Analisis sederhana Manchester City musim ini


And the Sadness Begin.............


Manchester City kini sedang dalam keadaan darurat. Usai menang 1-0 di derby Manchester pekan lalu, the Eastlands kurang menunjukan giginya di dua laga terakhir. Tim yang diarsiteki Pellegrini ini seakan tampil melempem. Semalam, City dipaksa “hanya” membawa pulang satu angka dari Loftus Road, kandang dari Queens Park Rangers. Dua gol dari Aguero semalam hanya membantu City terhindar dari kekalahan.

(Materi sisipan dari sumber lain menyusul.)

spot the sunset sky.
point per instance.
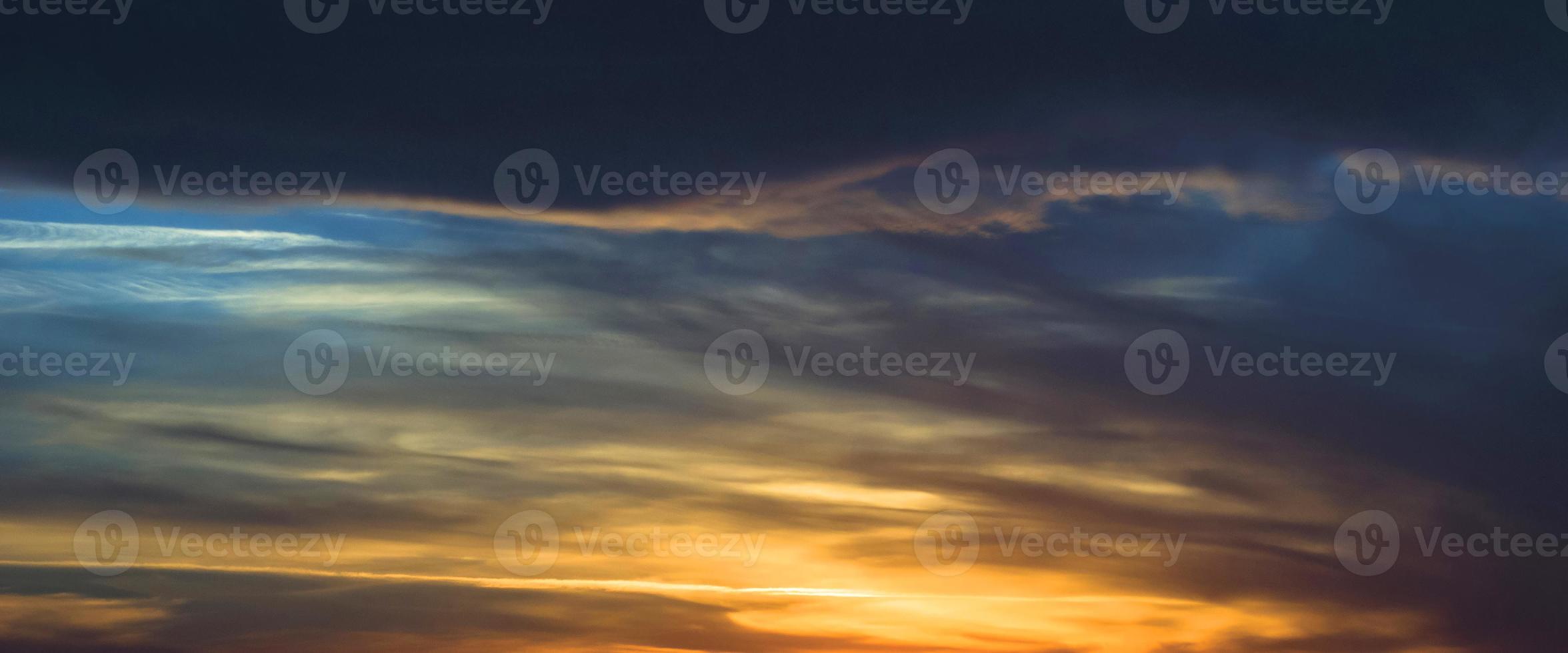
(825, 497)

Sebenarnya, performa City memang anjlok pasca kalah dari West Ham United beberapa pekan lalu. Lini belakang mereka seakan terlalu kaget menerima eksploitasi dari lawan. Semenjak itu, status City sebagai tim petrodollar mulai dipertanyakan. Mereka lantas kalah oleh Newcastle United di babak keempat piala liga serta hanya menang tipis atas United di derby kemarin, itupun dengan cara main “yang membosankan” pula, dan saat menjamu CSKA di Etihad, City keok 1-2.

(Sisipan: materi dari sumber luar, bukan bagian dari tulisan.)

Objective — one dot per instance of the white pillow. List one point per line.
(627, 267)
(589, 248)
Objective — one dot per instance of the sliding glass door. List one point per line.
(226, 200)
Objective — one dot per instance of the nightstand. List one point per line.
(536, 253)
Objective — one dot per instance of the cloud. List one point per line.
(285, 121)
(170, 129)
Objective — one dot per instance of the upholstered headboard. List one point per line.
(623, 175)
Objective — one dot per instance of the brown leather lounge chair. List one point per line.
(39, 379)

Jika ingin dianalisis, apa yang menyebabkan City kurang menggigit musim ini (dan di musim-musim sebelumnya, tentu saja), mungkin saya bisa menjabarkannya secara ringkas, tentu saja penjabaran saya masih prematur dan ada kemungkinan salah dimana-mana.
·         Faktor musim genap

Ini mungkin akan mengusik saya, bahkan anda yang mengaku sebagai die hard fans Man City. Anda bisa lihat beberapa musim kebelakang. Di musim 2010/11, City memang berhssil mengalahkan Stoke City di final piala FA, dan memposisikan diri di jajaran elit Premier League, dengan berdiri tegap di peringkat ketiga. Namun mereka kandas di  16 besar EURO Cup oleh Dynamo Kiev, yang memiliki materi pemain dibawah City. Seharusnya diatas kertas, City bisa mengtasi eks klub Andry Shevchenko itu. Pada musim 2012/13. City hancur sehancur hancurnya. Hal ini bisa dilihat dari melempemnya mereka di liga, kekalahan tragis di Final piala FA oleh Wigan, serta gagal lolosnya mereka ke fase 16 besar Liga Champions. Menjuarai Communitty Shield bukanlah sebuah hal yang patut dibanggakan. Itu hanyalah piring cantik yang dibingkai sedemikian rupa, tak ada nilai di dalamnya. Dan pada akhir musim, Roberto Mancini terpaksa dienyahkan dari Etihad.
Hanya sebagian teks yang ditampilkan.